After all, as Jared Perry, the president of SMU’s student association, said, “We didn’t see the message.” Yep, apparently these students just don’t get how the words “no consent” translate to rape. And that is exactly why we are still living in a rape culture. Because when people can’t understand the simplest concepts about sex, consent, and rape, and moreover, when they treat rape as if it is little more than a joke, the cycle of sexual violence will be repeated over and over.

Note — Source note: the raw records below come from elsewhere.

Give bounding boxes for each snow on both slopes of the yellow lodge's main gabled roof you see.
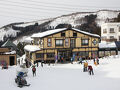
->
[32,28,100,38]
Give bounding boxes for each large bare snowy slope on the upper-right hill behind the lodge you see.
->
[50,10,120,27]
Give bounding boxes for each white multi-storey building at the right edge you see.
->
[101,22,120,42]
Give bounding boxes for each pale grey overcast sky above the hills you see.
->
[0,0,120,27]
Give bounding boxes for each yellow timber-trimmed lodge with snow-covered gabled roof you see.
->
[24,28,100,62]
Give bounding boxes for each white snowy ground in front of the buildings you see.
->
[0,56,120,90]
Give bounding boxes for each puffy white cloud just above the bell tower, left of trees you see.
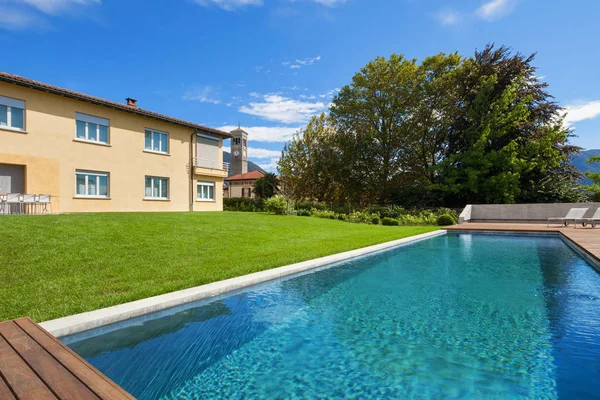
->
[239,94,326,124]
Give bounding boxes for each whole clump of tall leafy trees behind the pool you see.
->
[280,45,582,206]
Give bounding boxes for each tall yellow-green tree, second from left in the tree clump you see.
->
[330,54,418,202]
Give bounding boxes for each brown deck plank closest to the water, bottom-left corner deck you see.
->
[15,318,134,400]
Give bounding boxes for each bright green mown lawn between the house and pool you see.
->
[0,212,437,321]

Several news outlets reported that both schools have been using these chants for years, and that students who previously voiced their concerns were brushed aside. It’s only now, thanks to the power of viral video, that anyone is being held accountable (and even that is questionable, considering that there has been no news of the frosh leaders facing any kind of disciplinary action).
What this all comes down to is the fact that no matter how innocuous some people may think this chant is, it’s the kind of thing that makes people think rape is okay. Every time someone laughs about “hooking up” with a girl who’s too drunk to know what’s going on, or a group of students chants about not needing consent, what they are really saying is that rape is okay.
So maybe we need to change the message we’re sending from “No means no and yes means yes” to something that these freshmen can understand: No consent means rape. And if you “have sex” with someone who hasn’t given you their consent, you are a rapist. Words have an impact, and rape culture is real—it’s as simple as that.